Forse sì, forse no. Di certo sanno benissimo il valore aggiunto che ormai portano i videogiochi e il gaming. Ricordiamo che poche settimane fa l’attuale Ministro dei Beni Culturali Franceschini ha riconosciuto le case italiane sviluppatrici di videogiochi come aziende di interesse culturale e artistico, dando loro in questo modo l’accesso al tax credit, un’aliquota del 25% sul costo di produzione. “I videogiochi sono frutto dell’ingegno creativo ed è giusto che, analogamente a quanto avviene per il cinema e l’audiovisivo, possano ricevere un sostegno, se riconosciuti come opere di particolare valore culturale”, le parole del Ministro.

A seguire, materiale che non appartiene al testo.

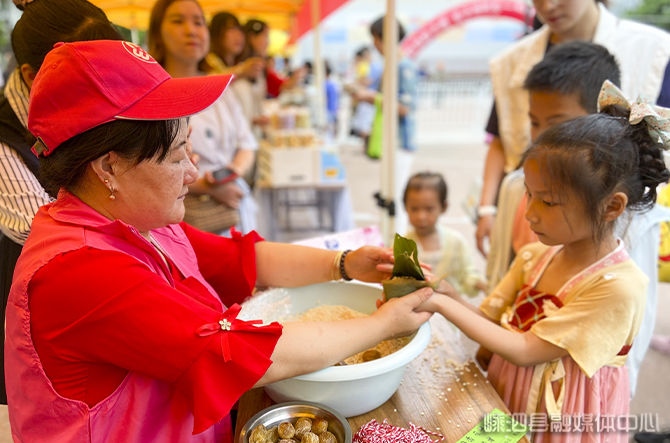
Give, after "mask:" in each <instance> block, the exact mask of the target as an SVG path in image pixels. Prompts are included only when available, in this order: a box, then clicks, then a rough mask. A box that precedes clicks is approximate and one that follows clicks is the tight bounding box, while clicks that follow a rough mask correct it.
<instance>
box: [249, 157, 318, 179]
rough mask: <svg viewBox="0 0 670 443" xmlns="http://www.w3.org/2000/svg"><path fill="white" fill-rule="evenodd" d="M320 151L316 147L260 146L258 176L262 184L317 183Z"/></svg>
mask: <svg viewBox="0 0 670 443" xmlns="http://www.w3.org/2000/svg"><path fill="white" fill-rule="evenodd" d="M320 164H321V151H319V150H318V149H317V148H262V149H260V150H259V151H258V178H259V182H260V184H261V185H263V186H292V185H296V186H304V185H316V184H318V183H319V179H320V178H319V175H318V174H317V171H319V170H320Z"/></svg>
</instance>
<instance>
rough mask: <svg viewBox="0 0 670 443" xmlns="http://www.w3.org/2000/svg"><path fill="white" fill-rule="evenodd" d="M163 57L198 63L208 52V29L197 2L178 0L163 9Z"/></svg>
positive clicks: (161, 33)
mask: <svg viewBox="0 0 670 443" xmlns="http://www.w3.org/2000/svg"><path fill="white" fill-rule="evenodd" d="M161 38H162V40H163V44H164V46H165V57H166V58H172V59H176V60H180V61H182V62H184V63H195V64H197V63H199V62H200V60H202V59H203V58H205V56H206V55H207V52H209V30H208V29H207V23H206V22H205V17H204V16H203V14H202V10H201V9H200V6H199V5H198V3H196V2H195V1H193V0H178V1H176V2H174V3H172V4H171V5H170V6H168V8H167V9H166V10H165V17H164V18H163V23H162V24H161Z"/></svg>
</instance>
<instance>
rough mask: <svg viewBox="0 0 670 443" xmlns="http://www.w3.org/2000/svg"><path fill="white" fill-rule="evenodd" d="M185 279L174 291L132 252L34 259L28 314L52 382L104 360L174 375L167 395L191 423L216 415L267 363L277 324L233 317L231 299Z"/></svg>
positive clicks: (110, 252) (215, 418)
mask: <svg viewBox="0 0 670 443" xmlns="http://www.w3.org/2000/svg"><path fill="white" fill-rule="evenodd" d="M120 277H122V278H120ZM189 280H193V279H187V280H185V281H184V283H185V284H184V285H178V287H182V288H183V290H181V291H180V290H177V289H175V288H173V287H171V286H169V285H168V284H167V282H166V280H165V279H164V278H163V277H162V276H159V275H156V274H154V273H153V272H152V271H150V270H149V269H148V268H147V267H146V266H145V265H144V264H142V263H140V262H139V261H137V260H135V259H134V258H132V257H129V256H127V255H125V254H123V253H120V252H113V251H100V250H96V249H88V248H84V249H80V250H77V251H73V252H70V253H67V254H64V255H61V256H58V257H56V258H54V259H53V260H51V261H50V262H49V263H48V264H46V265H45V266H44V267H42V268H41V269H40V270H39V271H38V272H37V273H36V274H35V276H34V277H33V279H32V281H31V283H30V287H29V300H30V310H31V319H30V321H31V329H32V334H33V341H34V343H35V347H36V349H37V351H38V354H39V356H40V360H41V361H42V364H43V366H44V369H45V372H46V373H47V375H48V376H49V378H50V379H51V381H52V383H53V384H54V387H55V388H56V390H57V391H58V392H59V393H61V392H62V389H65V390H68V389H69V390H74V391H76V392H87V390H88V389H89V388H90V387H95V386H96V384H104V382H105V380H104V379H103V378H104V377H102V376H100V374H99V371H98V373H97V374H98V375H97V376H98V378H97V379H96V378H95V376H92V375H91V373H94V374H95V372H91V371H89V369H90V367H99V366H105V365H109V366H111V367H113V368H117V369H118V368H122V369H125V370H127V371H134V372H138V373H141V374H144V375H147V376H149V377H153V378H156V379H160V380H163V381H166V382H168V383H173V384H174V385H175V389H176V390H177V391H178V392H180V393H181V394H182V396H181V397H179V396H178V397H176V398H175V401H177V398H184V399H186V401H187V402H188V403H187V405H188V406H189V407H190V409H191V410H192V411H193V413H194V417H195V424H194V433H199V432H202V431H203V430H205V429H207V428H208V427H209V426H211V425H213V424H214V423H216V422H218V421H219V420H221V419H222V418H224V417H225V416H226V415H227V414H228V413H229V411H230V408H231V407H232V405H233V404H234V403H235V402H236V401H237V400H238V399H239V397H240V396H241V395H242V394H243V393H244V392H246V391H247V390H248V389H250V388H251V387H252V386H253V385H254V384H255V383H256V382H257V381H258V380H259V379H260V378H261V376H262V375H263V374H264V373H265V372H266V371H267V368H268V367H269V366H270V364H271V360H270V356H271V355H272V351H273V350H274V347H275V345H276V343H277V340H278V339H279V336H280V335H281V326H280V325H278V324H272V325H268V326H265V327H257V326H252V325H251V324H250V323H249V322H244V321H241V320H237V319H236V318H235V316H236V314H237V311H236V308H237V307H236V306H234V307H231V309H228V310H227V311H226V312H225V313H222V312H220V310H217V309H214V308H212V307H211V306H210V305H208V304H206V303H203V302H202V301H201V297H202V296H203V294H202V293H200V294H197V296H196V294H195V292H197V291H206V290H205V288H204V287H203V286H202V285H199V286H198V285H197V284H193V282H190V283H189ZM196 283H197V282H196ZM199 299H200V300H199ZM224 320H225V321H226V322H230V325H231V327H230V328H228V329H226V330H224V329H222V328H221V324H222V323H220V322H224ZM223 324H227V323H223ZM215 326H218V329H217V328H216V327H215ZM82 374H84V375H83V376H82ZM82 385H83V386H82ZM94 391H95V389H94ZM110 393H111V392H110ZM103 398H104V397H103ZM82 400H83V399H82ZM89 405H90V404H89Z"/></svg>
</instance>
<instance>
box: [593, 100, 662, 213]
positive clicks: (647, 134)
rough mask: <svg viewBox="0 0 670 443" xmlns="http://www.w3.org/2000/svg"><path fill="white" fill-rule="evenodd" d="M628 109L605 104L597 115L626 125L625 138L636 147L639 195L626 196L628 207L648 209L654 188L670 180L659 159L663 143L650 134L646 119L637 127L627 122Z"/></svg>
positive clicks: (614, 105) (630, 195)
mask: <svg viewBox="0 0 670 443" xmlns="http://www.w3.org/2000/svg"><path fill="white" fill-rule="evenodd" d="M630 112H631V111H630V110H629V109H626V108H625V107H623V106H621V105H607V106H605V107H604V108H602V109H601V113H603V114H607V115H611V116H612V117H616V118H620V119H621V122H622V124H625V125H627V126H628V130H627V131H626V134H625V137H626V138H628V139H629V140H630V141H631V143H632V144H633V146H635V147H637V151H638V152H637V155H638V173H637V176H638V177H637V178H638V179H639V183H640V185H641V186H640V191H641V192H640V193H634V194H632V195H629V196H628V198H629V206H631V207H635V208H640V209H646V208H651V207H652V206H653V205H654V203H655V202H656V188H657V186H658V185H659V184H661V183H665V182H667V181H668V179H670V171H668V168H667V167H666V165H665V161H664V160H663V149H664V148H666V149H667V148H670V146H669V147H665V146H664V145H663V142H662V141H661V140H660V139H658V136H656V135H652V133H651V132H650V128H649V126H648V123H647V121H646V120H644V119H643V120H642V121H640V122H639V123H637V124H631V123H630V120H629V119H630Z"/></svg>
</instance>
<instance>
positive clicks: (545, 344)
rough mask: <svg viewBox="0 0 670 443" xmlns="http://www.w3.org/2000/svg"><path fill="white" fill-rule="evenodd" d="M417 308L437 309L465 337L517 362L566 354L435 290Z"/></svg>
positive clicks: (538, 340)
mask: <svg viewBox="0 0 670 443" xmlns="http://www.w3.org/2000/svg"><path fill="white" fill-rule="evenodd" d="M420 308H421V309H424V308H425V309H427V310H429V311H433V312H439V313H440V314H442V315H443V316H444V317H445V318H446V319H447V320H449V321H450V322H451V323H453V324H454V325H456V326H457V327H458V328H459V329H460V330H461V331H463V333H464V334H465V335H467V336H468V337H469V338H471V339H472V340H474V341H476V342H478V343H479V344H480V345H482V346H483V347H485V348H487V349H489V350H490V351H492V352H495V353H496V354H498V355H500V356H501V357H502V358H504V359H505V360H507V361H509V362H511V363H514V364H515V365H518V366H531V365H536V364H538V363H543V362H547V361H552V360H555V359H557V358H561V357H563V356H565V355H567V354H568V351H566V350H565V349H563V348H561V347H558V346H556V345H554V344H552V343H549V342H548V341H545V340H542V339H541V338H539V337H537V336H536V335H535V334H533V333H532V332H524V333H518V332H512V331H509V330H507V329H505V328H503V327H502V326H499V325H497V324H495V323H493V322H492V321H490V320H488V319H487V318H485V317H483V316H482V315H481V314H479V315H478V314H477V313H476V312H475V311H473V310H472V309H469V308H468V307H467V306H465V305H464V304H463V303H460V302H459V301H457V300H454V299H452V298H450V297H448V296H444V295H440V294H436V295H435V296H433V297H432V298H430V299H429V300H428V301H427V302H426V303H424V304H423V305H421V306H420Z"/></svg>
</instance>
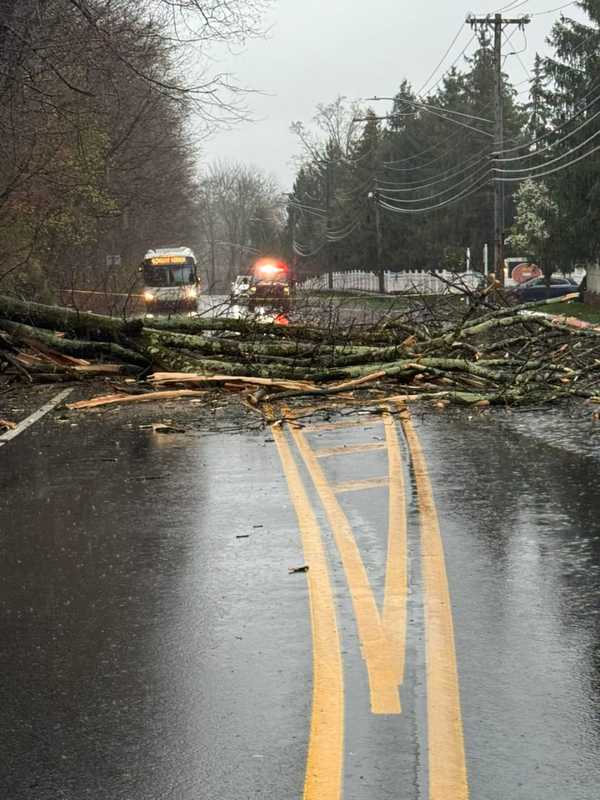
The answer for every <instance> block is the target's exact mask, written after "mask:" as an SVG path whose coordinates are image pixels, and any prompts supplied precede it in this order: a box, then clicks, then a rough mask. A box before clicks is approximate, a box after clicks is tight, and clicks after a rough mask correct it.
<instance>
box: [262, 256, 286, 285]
mask: <svg viewBox="0 0 600 800" xmlns="http://www.w3.org/2000/svg"><path fill="white" fill-rule="evenodd" d="M253 272H254V275H255V277H256V278H257V279H258V280H261V279H262V280H276V279H280V280H286V279H287V275H288V265H287V264H286V263H285V261H277V260H275V259H273V258H260V259H259V260H258V261H256V262H255V264H254V267H253Z"/></svg>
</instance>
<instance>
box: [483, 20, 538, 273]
mask: <svg viewBox="0 0 600 800" xmlns="http://www.w3.org/2000/svg"><path fill="white" fill-rule="evenodd" d="M467 22H468V23H469V25H470V26H471V27H472V28H475V29H476V30H479V31H480V32H482V33H485V31H487V30H488V29H489V28H492V29H493V31H494V74H495V78H496V81H495V84H496V86H495V108H494V116H495V131H494V155H495V158H502V150H503V149H504V81H503V79H502V33H503V32H504V29H505V28H506V27H508V26H509V25H518V26H519V28H524V27H525V25H527V24H528V23H529V22H531V19H530V17H528V16H526V17H519V18H516V19H506V18H504V17H503V16H502V14H494V16H491V15H488V16H487V17H473V16H469V17H467ZM494 272H495V275H496V280H497V281H498V282H499V283H500V285H501V286H504V184H503V182H502V181H501V180H499V179H498V177H497V176H495V177H494Z"/></svg>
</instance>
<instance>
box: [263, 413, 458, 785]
mask: <svg viewBox="0 0 600 800" xmlns="http://www.w3.org/2000/svg"><path fill="white" fill-rule="evenodd" d="M401 411H402V414H401V421H402V427H403V430H404V434H405V437H406V442H407V444H408V449H409V451H410V455H411V461H412V467H413V473H414V479H415V483H416V488H417V494H418V502H419V516H420V527H421V561H422V574H423V584H424V612H425V636H426V664H427V735H428V781H429V800H467V798H468V795H469V791H468V782H467V771H466V763H465V753H464V742H463V726H462V715H461V709H460V696H459V684H458V670H457V664H456V653H455V644H454V629H453V622H452V611H451V606H450V594H449V588H448V579H447V575H446V567H445V559H444V549H443V543H442V538H441V534H440V529H439V522H438V517H437V512H436V509H435V503H434V499H433V492H432V489H431V483H430V480H429V476H428V473H427V466H426V462H425V457H424V455H423V451H422V449H421V445H420V443H419V440H418V438H417V435H416V433H415V431H414V428H413V426H412V422H411V420H410V415H409V413H408V411H407V410H406V409H401ZM384 425H385V432H386V444H387V449H388V470H389V531H388V561H387V569H386V582H385V593H384V606H383V614H382V616H381V617H380V615H379V611H378V608H377V605H376V603H375V599H374V596H373V592H372V590H371V586H370V584H369V581H368V577H367V574H366V570H365V567H364V564H363V561H362V558H361V555H360V551H359V549H358V547H357V544H356V541H355V539H354V535H353V532H352V529H351V526H350V523H349V521H348V519H347V517H346V515H345V514H344V512H343V510H342V508H341V506H340V504H339V502H338V500H337V497H336V494H335V491H334V489H332V487H331V486H330V485H329V483H328V481H327V479H326V477H325V474H324V472H323V470H322V468H321V466H320V464H319V460H318V457H317V455H316V454H315V453H314V452H313V451H312V450H311V448H310V446H309V445H308V443H307V442H306V439H305V438H304V436H303V434H302V433H301V432H300V431H298V430H297V429H294V428H292V429H291V433H292V436H293V438H294V441H295V443H296V445H297V447H298V450H299V451H300V453H301V455H302V458H303V460H304V462H305V464H306V467H307V469H308V471H309V473H310V475H311V477H312V480H313V482H314V484H315V487H316V489H317V492H318V494H319V497H320V499H321V502H322V504H323V507H324V509H325V513H326V515H327V518H328V520H329V524H330V526H331V529H332V532H333V535H334V538H335V541H336V544H337V547H338V550H339V552H340V555H341V558H342V563H343V565H344V570H345V572H346V577H347V581H348V586H349V589H350V593H351V597H352V603H353V607H354V612H355V615H356V621H357V627H358V632H359V638H360V640H361V646H362V649H363V655H364V658H365V661H366V664H367V671H368V675H369V687H370V694H371V708H372V711H373V713H376V714H399V713H400V710H401V709H400V697H399V692H398V686H399V685H400V684H401V683H402V680H403V675H404V661H405V656H404V653H405V640H406V596H407V585H408V576H407V532H406V511H405V490H404V478H403V465H402V459H401V456H400V448H399V442H398V434H397V429H396V425H395V422H394V420H393V418H392V417H391V416H390V415H386V416H385V417H384ZM272 430H273V437H274V439H275V442H276V444H277V447H278V450H279V454H280V456H281V461H282V464H283V468H284V472H285V475H286V478H287V481H288V484H289V488H290V495H291V498H292V503H293V505H294V508H295V511H296V514H297V517H298V521H299V526H300V533H301V537H302V542H303V548H304V553H305V556H306V560H307V562H308V563H309V564H310V572H309V573H308V575H309V597H310V609H311V620H312V635H313V669H314V677H313V711H312V720H311V732H310V740H309V749H308V760H307V770H306V781H305V789H304V800H340V798H341V797H342V770H343V750H344V745H343V741H344V733H343V728H344V689H343V670H342V658H341V650H340V641H339V634H338V629H337V623H336V610H335V600H334V597H333V592H332V589H331V583H330V579H329V572H328V567H327V559H326V555H325V552H324V548H323V543H322V537H321V531H320V527H319V524H318V521H317V519H316V516H315V513H314V511H313V509H312V506H311V504H310V500H309V498H308V496H307V494H306V490H305V488H304V484H303V482H302V479H301V477H300V475H299V472H298V468H297V466H296V463H295V461H294V458H293V456H292V454H291V450H290V447H289V445H288V443H287V439H286V436H285V434H284V433H283V431H282V430H281V429H280V428H278V427H276V426H274V427H273V429H272Z"/></svg>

Il The International sotto questo profilo, in quanto evento di spettacolo, non è da meno: possiede un valore culturale, rivolto in particolare alle fasce più giovani, esattamente come quello espresso da un concerto. Senza mettere in secondo piano l’indotto economico che un evento di questo tipo porterebbe con sé: sia a livello concreto, pensando ad alberghi e servizi vari, che a livello di pubblicità per l’Italia e per la città che lo ospiterebbe. Secondo i dati dell’ufficio dello sport di Shanghai, i mondiali 2020 di League of Legends, disputati in piena era Covid19 a ottobre 2020, hanno contribuito a creare un indotto economico da 4,6 milioni di dollari per la cittadina cinese con 483.000 $ di entrate dirette per le casse della metropoli. Nel 2018 uno studio aveva invece rivelato come la cittadina polacca di Katowice, appena 300.000 abitanti, aveva attirato non tanto 173.000 visitatori nella settimana dell’Intel Extreme Masters, una delle più importanti competizioni al mondo, quanto un valore economico stimato in termini di pubblicità pari a 22 milioni di euro tra menzioni sul web, servizi televisivi e presenze sui social.
È davvero impossibile sognare un evento di tale portate internazionale come il The International in Italia? Eppure, già in tempi non sospetti, è accaduto. Parco di Monza, 2006: in Italia si svolgono le fasi finali mondiali dei World Cyber Games. Sono passati 15 anni: un intervallo di tempo congruo per decidere di scommettere nuovamente sugli esports anche in Italia.